October 03, 2012 | By DEBORAH LA FETRA

Article III of the Constitution allows federal courts to judge only those lawsuits brought by plaintiffs who have actually suffered some injury at the hands of a defendant, a concept called “standing.”  How does this work with a class action, where a named plaintiff may represent thousands of other “similarly situated” unnamed plaintiffs?  We know that a named “representative” plaintiff cannot bootstrap her own standing from the injuries of unnamed plaintiffs — that is, even if the plaintiff alleges that unnamed plaintiffs were injured, her case will be dismissed if she herself did not suffer the same injury as the purported class members.

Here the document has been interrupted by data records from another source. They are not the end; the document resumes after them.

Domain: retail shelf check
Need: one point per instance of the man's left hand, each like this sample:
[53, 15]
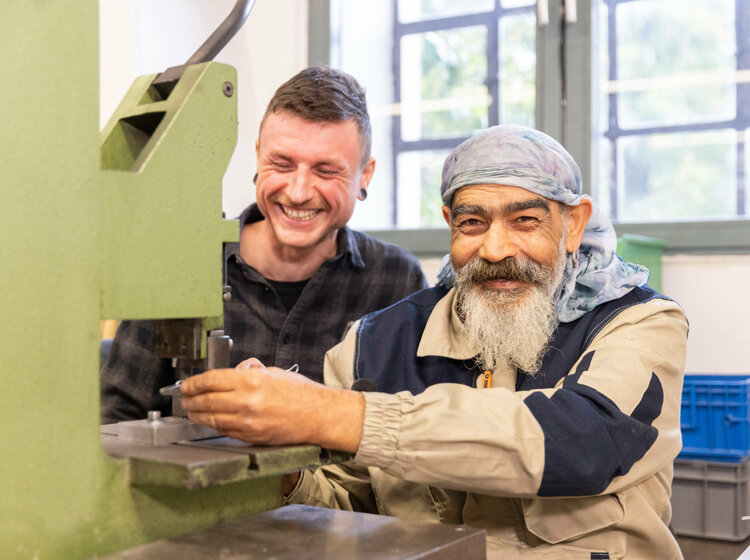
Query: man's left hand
[271, 406]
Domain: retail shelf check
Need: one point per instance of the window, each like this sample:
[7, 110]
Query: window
[673, 103]
[652, 98]
[454, 68]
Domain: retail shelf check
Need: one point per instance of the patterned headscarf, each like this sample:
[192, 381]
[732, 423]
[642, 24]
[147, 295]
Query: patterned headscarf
[517, 156]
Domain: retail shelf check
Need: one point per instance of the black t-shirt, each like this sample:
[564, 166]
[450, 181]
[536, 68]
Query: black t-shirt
[289, 292]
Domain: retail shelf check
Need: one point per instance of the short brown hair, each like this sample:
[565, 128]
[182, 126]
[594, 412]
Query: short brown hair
[325, 94]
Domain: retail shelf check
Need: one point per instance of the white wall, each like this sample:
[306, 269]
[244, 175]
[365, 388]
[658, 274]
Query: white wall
[713, 291]
[147, 36]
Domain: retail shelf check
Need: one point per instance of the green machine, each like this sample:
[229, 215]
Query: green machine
[122, 224]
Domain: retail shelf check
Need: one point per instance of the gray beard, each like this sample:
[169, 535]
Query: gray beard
[510, 328]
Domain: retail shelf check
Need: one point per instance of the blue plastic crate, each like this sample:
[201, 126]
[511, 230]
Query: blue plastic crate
[714, 417]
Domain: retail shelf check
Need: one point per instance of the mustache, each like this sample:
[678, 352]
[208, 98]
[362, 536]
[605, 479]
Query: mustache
[513, 269]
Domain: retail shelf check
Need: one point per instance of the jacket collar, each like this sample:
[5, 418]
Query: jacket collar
[444, 334]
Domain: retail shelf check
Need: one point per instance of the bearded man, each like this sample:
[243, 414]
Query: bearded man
[537, 398]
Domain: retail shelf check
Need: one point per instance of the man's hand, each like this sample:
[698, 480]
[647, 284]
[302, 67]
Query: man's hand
[271, 406]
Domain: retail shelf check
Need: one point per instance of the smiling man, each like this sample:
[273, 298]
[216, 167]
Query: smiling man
[299, 276]
[534, 393]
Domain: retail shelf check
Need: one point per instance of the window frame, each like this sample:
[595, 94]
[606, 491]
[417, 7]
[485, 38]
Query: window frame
[565, 83]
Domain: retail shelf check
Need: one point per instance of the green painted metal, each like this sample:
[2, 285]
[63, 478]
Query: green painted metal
[75, 227]
[162, 166]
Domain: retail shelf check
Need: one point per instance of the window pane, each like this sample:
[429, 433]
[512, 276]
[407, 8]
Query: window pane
[443, 83]
[676, 61]
[416, 10]
[419, 177]
[670, 112]
[678, 176]
[518, 69]
[516, 3]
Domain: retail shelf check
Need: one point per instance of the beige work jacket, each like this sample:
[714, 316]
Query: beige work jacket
[463, 455]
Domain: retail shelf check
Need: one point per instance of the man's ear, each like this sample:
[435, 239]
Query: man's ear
[257, 154]
[578, 217]
[367, 170]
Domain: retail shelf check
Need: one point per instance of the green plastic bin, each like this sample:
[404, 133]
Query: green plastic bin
[645, 251]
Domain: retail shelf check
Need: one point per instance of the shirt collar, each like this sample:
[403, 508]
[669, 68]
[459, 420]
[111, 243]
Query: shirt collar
[444, 334]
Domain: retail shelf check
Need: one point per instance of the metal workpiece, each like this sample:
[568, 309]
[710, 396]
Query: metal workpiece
[204, 463]
[162, 431]
[219, 345]
[296, 531]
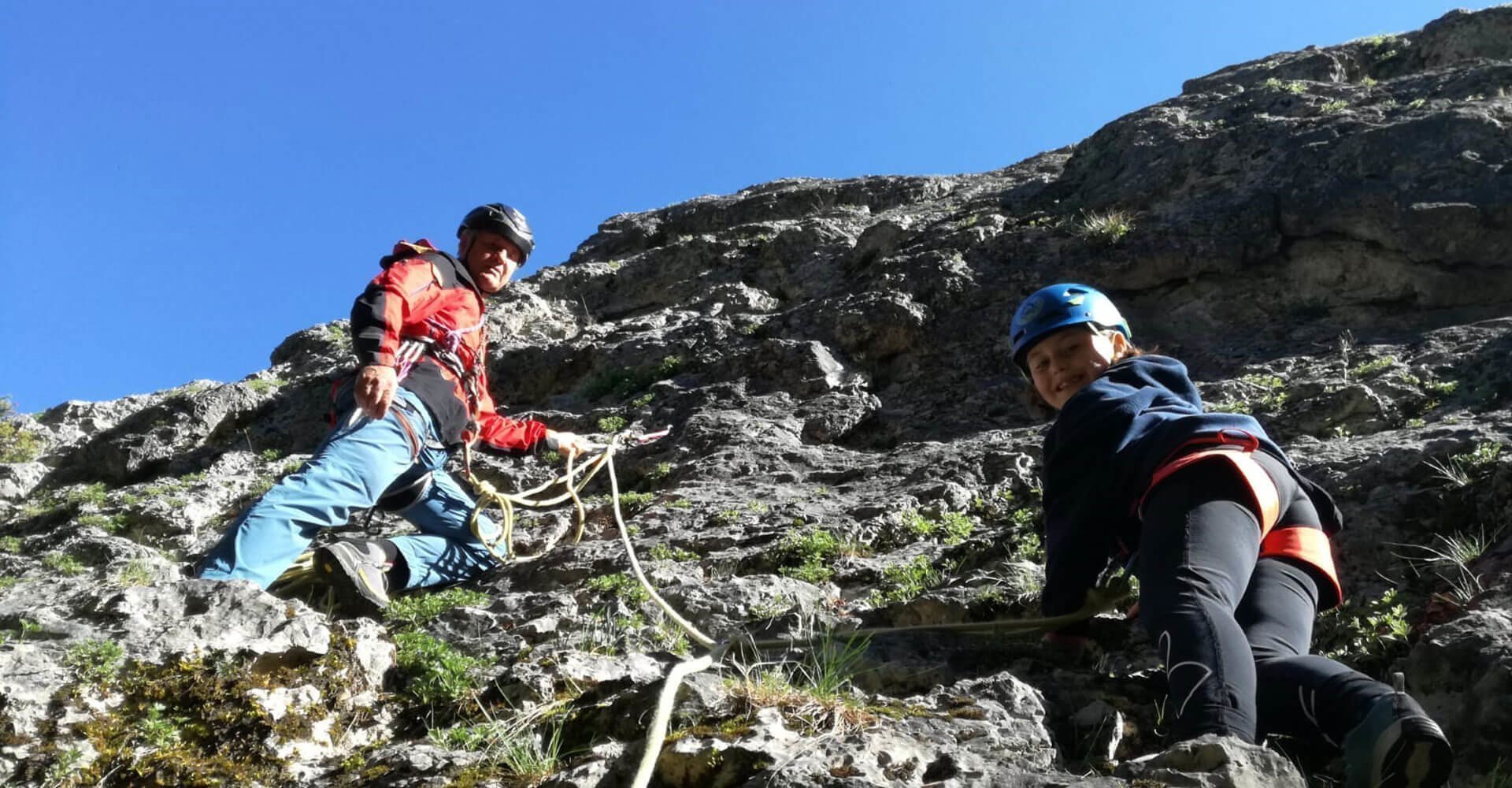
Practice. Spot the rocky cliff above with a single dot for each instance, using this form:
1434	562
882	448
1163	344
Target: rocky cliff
1325	236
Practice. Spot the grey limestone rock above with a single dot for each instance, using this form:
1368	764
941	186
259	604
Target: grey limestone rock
1322	236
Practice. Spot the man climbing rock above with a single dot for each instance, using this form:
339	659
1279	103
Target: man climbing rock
421	392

Is the reverse true?  Can an injured named plaintiff bootstrap the standing of thousands of unnamed plaintiffs who have suffered no injury?  This is the question raised in Whirlpool Corp. v. Glazer, a class action case out of Ohio.  Two named plaintiffs in that case complain of moldy odors in their front-loading washing machines and purport to represent 200,000 other consumers in their lawsuit against Whirlpool.  Even under the facts alleged by a plaintiff, at most one-third of those consumers ever suffered an injury.  Whirlpool places the number at 3%.

The Sixth Circuit Court of Appeals certified the class, even knowing that the vast majority of the class members suffered no injury.  The results will not be contained within Ohio’s borders, however.  This case is the bellwether of many identical class action lawsuits that purport to represent more than 10 million washing machine owners across the nation.  Whirlpool is asking the Supreme Court to review the case, and PLF filed an amicus brief supporting the petition.  PLF argues that class actions are an appropriate device to combine lots of similar claims, but when legitimate claims are joined with tens of thousands of uninjured plaintiffs, this opens the door wide for gross misuse of the justice system.